Is the seven-dimensional cross product unique?

My question has gathered several useful comments, which together have given me enough pieces of information that I think I now have the answer. I think this is correct, but please don't hesitate to correct me if I'm making any mistakes:

Throughout this answer, the letter $R$ will denote an element of (the fundamental representation of) $SO(7)$, and $\times_1$ and $\times_2$ will denote 7D cross products. We'll use square brackets to denote the rotated vector $R[a]$ and subscripts to denote any additional quantities that the rotation $R$ might depend on.

Since the definition of the cross product fixes its magnitude, we obviously have that $|a \times_1 b| \equiv |a \times_2 b|$ and so $$ a \times_2 b \equiv R_{\times_1, \times_2, a, b} [a \times_1 b]. $$ (I.e. the map is norm-preserving but not a priori linear in $a$ or $b$.)

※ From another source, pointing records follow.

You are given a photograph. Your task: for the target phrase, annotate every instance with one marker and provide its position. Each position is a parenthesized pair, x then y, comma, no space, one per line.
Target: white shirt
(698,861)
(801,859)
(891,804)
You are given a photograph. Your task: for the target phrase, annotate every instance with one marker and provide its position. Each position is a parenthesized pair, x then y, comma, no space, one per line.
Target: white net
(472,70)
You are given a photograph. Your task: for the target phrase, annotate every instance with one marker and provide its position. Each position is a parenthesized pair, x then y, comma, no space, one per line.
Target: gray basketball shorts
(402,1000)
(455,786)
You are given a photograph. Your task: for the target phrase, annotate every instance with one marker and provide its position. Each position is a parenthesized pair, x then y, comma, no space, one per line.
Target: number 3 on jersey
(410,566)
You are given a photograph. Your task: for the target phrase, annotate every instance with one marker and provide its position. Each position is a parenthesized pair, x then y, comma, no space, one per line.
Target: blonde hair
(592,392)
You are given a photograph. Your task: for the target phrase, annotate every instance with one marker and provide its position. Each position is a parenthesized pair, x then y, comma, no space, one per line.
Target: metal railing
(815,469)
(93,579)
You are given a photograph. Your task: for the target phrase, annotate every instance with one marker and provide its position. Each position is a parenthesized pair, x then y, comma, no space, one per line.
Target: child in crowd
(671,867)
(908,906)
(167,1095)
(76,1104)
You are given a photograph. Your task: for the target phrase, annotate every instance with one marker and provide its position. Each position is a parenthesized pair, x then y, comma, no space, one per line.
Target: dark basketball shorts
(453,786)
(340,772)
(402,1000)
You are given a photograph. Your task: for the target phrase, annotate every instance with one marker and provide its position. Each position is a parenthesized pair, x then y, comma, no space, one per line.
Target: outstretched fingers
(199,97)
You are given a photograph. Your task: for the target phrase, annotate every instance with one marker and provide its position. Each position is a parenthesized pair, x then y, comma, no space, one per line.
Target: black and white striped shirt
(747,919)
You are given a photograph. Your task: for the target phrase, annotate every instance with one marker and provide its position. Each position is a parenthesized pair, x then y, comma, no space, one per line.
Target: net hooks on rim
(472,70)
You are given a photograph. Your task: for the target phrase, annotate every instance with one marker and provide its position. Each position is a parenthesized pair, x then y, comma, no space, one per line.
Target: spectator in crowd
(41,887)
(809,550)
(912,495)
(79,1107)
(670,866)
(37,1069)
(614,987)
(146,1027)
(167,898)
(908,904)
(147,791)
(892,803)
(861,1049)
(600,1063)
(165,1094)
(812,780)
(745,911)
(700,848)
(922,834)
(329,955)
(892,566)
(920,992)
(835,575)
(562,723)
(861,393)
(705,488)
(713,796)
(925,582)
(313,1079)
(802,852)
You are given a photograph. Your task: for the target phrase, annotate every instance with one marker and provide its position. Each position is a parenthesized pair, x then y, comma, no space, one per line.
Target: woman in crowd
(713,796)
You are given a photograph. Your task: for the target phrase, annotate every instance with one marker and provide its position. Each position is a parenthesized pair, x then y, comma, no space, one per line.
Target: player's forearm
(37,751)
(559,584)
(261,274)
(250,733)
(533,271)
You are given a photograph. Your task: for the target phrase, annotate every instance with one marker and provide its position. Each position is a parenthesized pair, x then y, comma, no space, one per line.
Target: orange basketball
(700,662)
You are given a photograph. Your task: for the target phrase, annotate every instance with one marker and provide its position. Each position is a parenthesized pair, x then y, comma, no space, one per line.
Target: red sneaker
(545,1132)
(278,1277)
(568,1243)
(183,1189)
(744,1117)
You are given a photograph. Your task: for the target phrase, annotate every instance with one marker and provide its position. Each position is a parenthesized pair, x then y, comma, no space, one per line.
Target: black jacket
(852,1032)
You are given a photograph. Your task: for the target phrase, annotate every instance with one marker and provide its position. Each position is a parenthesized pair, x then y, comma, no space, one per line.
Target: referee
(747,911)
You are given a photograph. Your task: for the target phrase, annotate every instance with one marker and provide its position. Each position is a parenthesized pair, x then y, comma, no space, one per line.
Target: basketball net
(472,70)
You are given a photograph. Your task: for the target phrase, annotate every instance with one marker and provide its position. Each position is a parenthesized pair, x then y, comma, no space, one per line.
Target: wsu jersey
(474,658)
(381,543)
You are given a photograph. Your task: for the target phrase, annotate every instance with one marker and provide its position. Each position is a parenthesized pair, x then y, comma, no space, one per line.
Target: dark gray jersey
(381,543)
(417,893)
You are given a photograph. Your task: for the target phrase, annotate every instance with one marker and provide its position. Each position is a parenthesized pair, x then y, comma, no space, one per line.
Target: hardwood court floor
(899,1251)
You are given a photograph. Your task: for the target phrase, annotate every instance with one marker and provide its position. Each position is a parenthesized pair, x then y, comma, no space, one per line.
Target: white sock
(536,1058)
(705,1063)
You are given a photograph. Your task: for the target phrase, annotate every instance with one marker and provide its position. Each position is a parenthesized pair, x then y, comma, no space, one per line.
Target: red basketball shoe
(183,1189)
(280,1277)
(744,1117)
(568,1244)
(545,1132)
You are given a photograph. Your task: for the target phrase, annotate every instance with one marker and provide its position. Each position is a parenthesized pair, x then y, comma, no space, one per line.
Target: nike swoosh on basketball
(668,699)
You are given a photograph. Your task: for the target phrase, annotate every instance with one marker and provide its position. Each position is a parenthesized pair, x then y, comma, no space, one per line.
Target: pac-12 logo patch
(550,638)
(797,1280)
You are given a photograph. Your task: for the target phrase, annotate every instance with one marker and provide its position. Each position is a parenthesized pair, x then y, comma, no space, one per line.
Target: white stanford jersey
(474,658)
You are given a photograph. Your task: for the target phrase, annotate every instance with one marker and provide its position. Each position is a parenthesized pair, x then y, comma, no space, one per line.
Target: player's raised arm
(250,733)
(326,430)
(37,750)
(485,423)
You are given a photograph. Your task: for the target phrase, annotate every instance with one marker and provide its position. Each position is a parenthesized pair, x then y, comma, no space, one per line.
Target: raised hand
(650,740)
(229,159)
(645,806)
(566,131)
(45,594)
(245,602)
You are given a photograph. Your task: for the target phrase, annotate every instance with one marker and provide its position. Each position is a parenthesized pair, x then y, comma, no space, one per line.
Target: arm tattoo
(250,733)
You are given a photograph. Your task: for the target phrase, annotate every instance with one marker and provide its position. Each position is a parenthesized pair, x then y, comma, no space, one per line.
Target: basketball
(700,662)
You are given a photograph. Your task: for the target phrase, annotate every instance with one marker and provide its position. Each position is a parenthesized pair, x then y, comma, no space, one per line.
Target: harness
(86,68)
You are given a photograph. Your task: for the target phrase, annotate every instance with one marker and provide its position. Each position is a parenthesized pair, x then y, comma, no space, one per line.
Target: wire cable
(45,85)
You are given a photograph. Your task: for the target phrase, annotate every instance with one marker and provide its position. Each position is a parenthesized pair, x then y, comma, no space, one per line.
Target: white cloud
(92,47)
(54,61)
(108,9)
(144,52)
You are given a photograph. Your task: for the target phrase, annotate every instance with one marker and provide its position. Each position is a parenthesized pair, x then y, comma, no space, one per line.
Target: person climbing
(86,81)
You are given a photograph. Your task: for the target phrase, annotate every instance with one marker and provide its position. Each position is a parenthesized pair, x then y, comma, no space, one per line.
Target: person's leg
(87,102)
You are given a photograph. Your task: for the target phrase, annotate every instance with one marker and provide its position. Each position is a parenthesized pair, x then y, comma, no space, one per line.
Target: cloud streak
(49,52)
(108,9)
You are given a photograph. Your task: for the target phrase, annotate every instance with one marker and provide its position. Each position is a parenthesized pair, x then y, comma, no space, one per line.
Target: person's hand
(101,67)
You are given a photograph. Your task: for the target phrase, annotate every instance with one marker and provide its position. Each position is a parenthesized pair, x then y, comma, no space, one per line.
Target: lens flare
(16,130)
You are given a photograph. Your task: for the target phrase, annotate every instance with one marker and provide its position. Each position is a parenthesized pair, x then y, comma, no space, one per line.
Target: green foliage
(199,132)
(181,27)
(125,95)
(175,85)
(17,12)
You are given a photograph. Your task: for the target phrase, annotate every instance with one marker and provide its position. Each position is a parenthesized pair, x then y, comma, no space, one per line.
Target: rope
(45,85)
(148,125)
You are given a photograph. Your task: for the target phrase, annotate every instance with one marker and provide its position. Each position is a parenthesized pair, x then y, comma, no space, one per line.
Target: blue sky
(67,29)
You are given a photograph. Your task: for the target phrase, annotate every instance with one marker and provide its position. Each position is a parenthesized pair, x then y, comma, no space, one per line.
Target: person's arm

However, it turns out that any two 7D cross products are related by a single rigid rotation of the entire vector space: that is, for any two cross products $\times_1$ and $\times_2$, we have $$ a \times_2 b \equiv \pm R_{\times_1, \times_2} \left[ R_{\times_1, \times_2}^{-1}[a] \times_1 R_{\times_1, \times_2}^{-1}[b] \right]. $$ (We can drop the "$\pm$" if we allow $R$ to be a general element of $O(7)$ instead of $SO(7)$.) This nontrivial result is what Massey means when he says that the 7D cross product is "unique up to isomorphism"; by "isomorphism" he means a single rigid rotation of the entire vector space.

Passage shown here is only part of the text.